歩きながらでも本人認証可能な虹彩認証技術を開発
NECは先頃、歩きながらでも本人認証可能な虹彩認証技術を開発したと発表した。同技術は、空港などの大規模施設におけるセキュリティゲートや電車、バスなどの改札ゲートでの本人認証など、幅広い領域で使用されることが期待されている。同社ではこの技術を2021年度までに実用化することを目指している。
虹彩認証技術は、目の角膜と水晶体の間にあるドーナツ状の薄い膜である虹彩データを用いた生体認証方式の1つ。非接触型で高精度かつ高速な本人認証が可能なことから、近年では海外の団体・企業を中心とした大規模照合が必要なシステムで活用され始めている。(図1)

図1:虹彩認証の仕組み(出典:NEC)
一方、虹彩認証技術では認識対象となる虹彩が非常に小さく、個人ごとに異なる虹彩の微小な模様を捉える必要があり、高精細な虹彩画像が必要となる。このため、虹彩認証利用時には、利用者がカメラの正面の決められた位置に静止し、目の位置をカメラに合わせるなど利用者に負担がかかり、利便性向上が求められていた。
今回、NECは歩いてくる利用者の虹彩を鮮明かつ高解像度に撮像する技術を開発。さらに、撮像後に行う画像処理を高速化した。これらにより、利用者が歩いている間に認証まで完了できるようになるとしている。

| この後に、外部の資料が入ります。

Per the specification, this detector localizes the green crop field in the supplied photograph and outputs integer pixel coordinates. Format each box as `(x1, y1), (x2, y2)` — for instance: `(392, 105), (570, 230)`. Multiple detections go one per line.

具体的には、通常の歩行速度で歩く人の虹彩を高精細に撮像するために、目の周辺領域(ROI:Region of Interest)の位置を正確に推定する技術を開発した。
歩行によって生じる頭部の上下動の幅を考慮し、ROIを推定。虹彩を撮像する位置を通過するときにROIのみを撮像することで画像データ量を大幅に削減し、従来は困難だった高解像かつ高フレームレートの撮像を実現した。これにより、通常の歩行速度で歩く人の虹彩を、鮮明かつ高解像度に撮像することを可能にしている。
また、高フレームレートで撮影された大量の画像から、独自の画質指標を基に、虹彩認証に適した画質の画像のみを高速に抽出する画像解析技術を開発。撮像した画像すべてではなく、この技術により抽出した画像だけを認証すればよいため、虹彩認証を瞬時に行うことができるという。